La política es más que gestos y mucho más que símbolos. Un matrimonio no se resuelve con flores o chocolates, aunque en un principio ayudan. Tanto la crisis económica, como la política-institucional o la territorial, no las resolverá Felipe VI. Sin embargo, Felipe tiene un aliado muy poderoso que la mayoría de los políticos no tienen: la eficacia del símbolo. Su política no es la de los votos, sino la simbólica. En cada una de las dimensiones críticas por las que atraviesa España, el rey tiene un papel que jugar desde lo simbólico. Y, tal vez, en un principio el rol más importante y decisivo.

En primer lugar, en materia económica, Felipe debe mandar un mensaje de austeridad y transparencia. Más que esas fotos donde el Rey se despacha a elefantes cazando codo a codo con dictadores africanos, el monarca debe hacer la transición hacia la “familia real” que se identifica más con los problemas de la clase media. En ese sentido, la nueva Reina Letizia tiene un papel clave que interpretar.
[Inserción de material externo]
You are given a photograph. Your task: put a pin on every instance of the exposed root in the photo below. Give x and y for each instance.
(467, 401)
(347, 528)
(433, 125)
En la parte institucional, Felipe debe ser radicalmente democrático. La idea de someter a las urnas la forma que adopta el Estado, es una salida a la mano y que le daría a la Corona un respiro de un par de décadas sin cuestionamientos. Oponerse a que se consulte a los españoles su opinión sobre república o monarquía, sólo debilita aún más la legitimidad del monarca. Felipe VI puede aprovechar un momento de transición tras casi cuatro décadas de reinado de su padre, para someter a las urnas un nuevo proyecto monárquico. No hacerlo significaría que una buena parte de los jóvenes españoles que no ratificaron la Constitución del 78, sigan viendo al rey como un reducto del pasado; más como un problema que una solución.

Y en la crisis territorial, los símbolos son fundamentales. Como príncipe, Felipe fue más atento en estos temas culturales e identitarios. Es sabido que en las visitas de Felipe a Barcelona tenía conversaciones en más que fluido catalán y no pocas veces emitió sus discursos precisamente en la lengua de Pompeu Fabra. Si España quiere mantenerse “unida en la diversidad”, como lo dijo Felipe VI en su discurso ante las cortes, el nuevo rey debe ser el embajador de un estado plurinacional que permita un acuerdo profundo con las distintas nacionalidades que componen al Reino de España. Al igual que lo hace el rey de Bélgica que entona sus discursos en las tres lenguas del Estado (alemán, francés y flamenco), ¿sería muy descabellado que Felipe VI le diera el mismo peso en sus discursos al castellano, al euskera, al gallego o al catalán? ¿Promover que estas lenguas cooficiales en las autonomías sean equiparadas en términos constitucionales al castellano, sería muy complicado? Ésa es la eficacia de los símbolos: abren caminos donde se han levantado muros.